Mais il faut bien qu’ils reposent dans la mer profonde. Ils sont bien forcés.

Ainsi vous autres jours vous êtes bien forcés.
Il faut bien que vous reposiez dans la profonde nuit.
Et toi nuit tu es la mer profonde
Où naviguait saint Paul, non plus ce petit lac de Tibériade.
Tous ces jours ne sont jamais que des membres

Démembrés. Ce sont les jours qui émergent, mais il faut bien qu’ils soient assis dans la pleine eau.
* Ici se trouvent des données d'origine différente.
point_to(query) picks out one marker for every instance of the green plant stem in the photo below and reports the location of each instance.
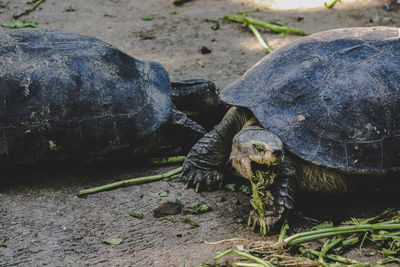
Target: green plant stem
(259, 38)
(245, 12)
(169, 160)
(251, 257)
(330, 256)
(130, 182)
(284, 228)
(328, 232)
(350, 242)
(270, 26)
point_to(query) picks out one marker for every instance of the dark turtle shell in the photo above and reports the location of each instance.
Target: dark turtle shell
(68, 95)
(332, 97)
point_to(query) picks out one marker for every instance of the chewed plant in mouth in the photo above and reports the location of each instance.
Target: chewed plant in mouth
(317, 115)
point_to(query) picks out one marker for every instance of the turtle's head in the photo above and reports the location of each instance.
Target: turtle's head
(256, 149)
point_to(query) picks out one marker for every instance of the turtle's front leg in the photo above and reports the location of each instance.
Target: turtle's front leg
(279, 201)
(205, 165)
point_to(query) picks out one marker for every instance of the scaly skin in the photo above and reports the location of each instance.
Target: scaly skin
(206, 162)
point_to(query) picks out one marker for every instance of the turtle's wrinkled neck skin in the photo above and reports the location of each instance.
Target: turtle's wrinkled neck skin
(240, 140)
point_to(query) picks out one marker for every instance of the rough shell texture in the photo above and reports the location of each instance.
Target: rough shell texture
(67, 95)
(332, 97)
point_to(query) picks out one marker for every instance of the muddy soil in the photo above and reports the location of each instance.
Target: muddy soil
(41, 216)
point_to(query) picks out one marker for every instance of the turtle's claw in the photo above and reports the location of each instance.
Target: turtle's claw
(201, 178)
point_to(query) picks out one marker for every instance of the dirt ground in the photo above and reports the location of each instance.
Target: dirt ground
(41, 216)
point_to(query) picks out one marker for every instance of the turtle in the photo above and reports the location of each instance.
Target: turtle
(321, 114)
(65, 96)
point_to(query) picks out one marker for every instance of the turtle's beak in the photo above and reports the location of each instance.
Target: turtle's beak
(263, 161)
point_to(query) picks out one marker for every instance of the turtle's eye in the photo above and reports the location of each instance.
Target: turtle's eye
(258, 148)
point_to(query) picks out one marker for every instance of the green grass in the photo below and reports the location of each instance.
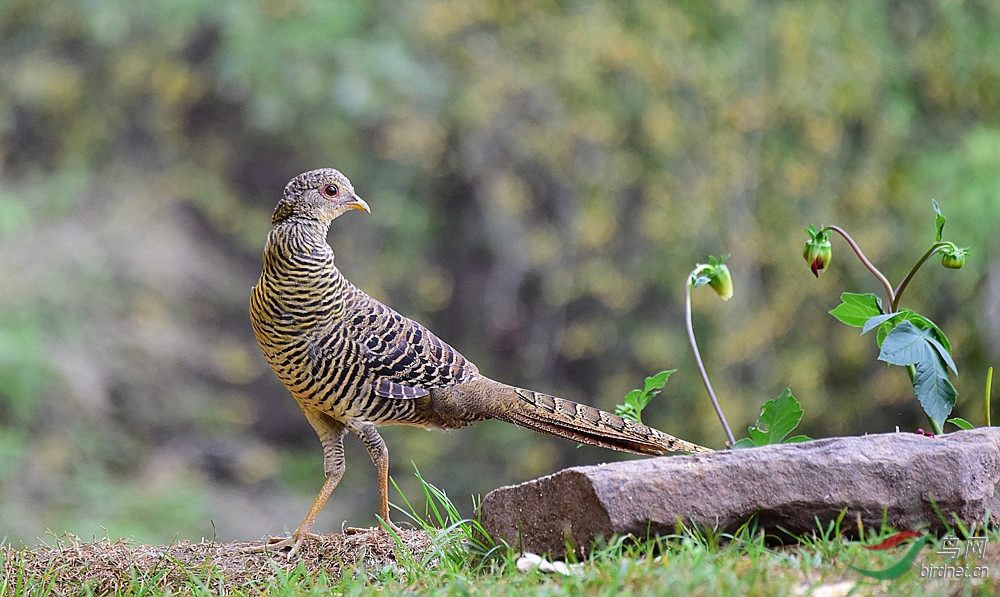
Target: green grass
(460, 560)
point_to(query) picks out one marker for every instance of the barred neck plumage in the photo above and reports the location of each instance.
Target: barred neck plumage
(300, 275)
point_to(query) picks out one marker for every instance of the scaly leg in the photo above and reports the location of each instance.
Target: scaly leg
(331, 435)
(380, 456)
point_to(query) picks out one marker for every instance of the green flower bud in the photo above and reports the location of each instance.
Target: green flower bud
(721, 281)
(716, 274)
(818, 250)
(953, 257)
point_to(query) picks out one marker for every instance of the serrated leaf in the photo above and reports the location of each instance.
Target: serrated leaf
(656, 382)
(637, 400)
(961, 423)
(778, 417)
(874, 322)
(904, 345)
(939, 221)
(941, 350)
(934, 391)
(856, 309)
(926, 324)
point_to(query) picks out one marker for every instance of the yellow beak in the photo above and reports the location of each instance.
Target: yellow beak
(358, 203)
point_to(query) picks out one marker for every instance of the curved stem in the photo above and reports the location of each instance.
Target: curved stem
(909, 276)
(871, 267)
(701, 366)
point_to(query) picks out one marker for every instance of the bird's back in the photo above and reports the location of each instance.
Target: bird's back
(336, 348)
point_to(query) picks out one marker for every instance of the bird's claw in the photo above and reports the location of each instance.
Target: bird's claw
(276, 544)
(384, 527)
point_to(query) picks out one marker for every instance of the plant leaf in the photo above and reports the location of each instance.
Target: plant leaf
(904, 345)
(938, 221)
(935, 392)
(856, 309)
(778, 417)
(873, 322)
(961, 423)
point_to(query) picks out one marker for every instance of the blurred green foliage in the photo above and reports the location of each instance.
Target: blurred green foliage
(543, 175)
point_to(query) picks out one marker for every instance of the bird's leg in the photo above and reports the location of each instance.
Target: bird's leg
(332, 437)
(380, 456)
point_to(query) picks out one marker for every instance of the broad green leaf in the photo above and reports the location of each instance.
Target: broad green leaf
(655, 383)
(935, 392)
(961, 423)
(904, 345)
(926, 324)
(637, 400)
(874, 322)
(778, 417)
(856, 309)
(938, 221)
(941, 350)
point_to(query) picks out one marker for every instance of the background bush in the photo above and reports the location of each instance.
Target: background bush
(543, 176)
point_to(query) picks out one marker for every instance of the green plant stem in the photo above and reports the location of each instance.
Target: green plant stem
(871, 267)
(986, 400)
(701, 365)
(909, 276)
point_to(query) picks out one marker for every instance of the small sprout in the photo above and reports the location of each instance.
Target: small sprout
(953, 257)
(716, 274)
(818, 250)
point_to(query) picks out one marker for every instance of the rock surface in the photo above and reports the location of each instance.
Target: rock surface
(903, 475)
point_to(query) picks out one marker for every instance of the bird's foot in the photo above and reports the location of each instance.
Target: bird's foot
(293, 544)
(385, 526)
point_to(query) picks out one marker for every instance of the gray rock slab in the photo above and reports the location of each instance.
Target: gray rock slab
(902, 478)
Dans la nuit pleine. Nuit ma plus belle invention c’est toi qui calmes, c’est toi qui apaises, c’est toi qui fais reposer

Les membres endoloris
Tout démanchés du travail du jour.
C’est toi qui calmes, c’est toi qui apaises, c’est toi qui fais reposer
Les cœurs endoloris

Les corps meurtris, les membres meurtris du labeur, les cœurs meurtris du labeur

Et de la peine et du souci quotidien.
Nuit, ô ma fille la Nuit, la plus religieuse de mes filles
La plus pieuse.

De mes filles, de mes créatures la plus dans mes mains, la plus abandonnée.

Tu me glorifies dans le Sommeil encore plus que ton Frère le Jour ne me glorifie dans le Travail.

Car l’homme dans le travail ne me glorifie que par son travail.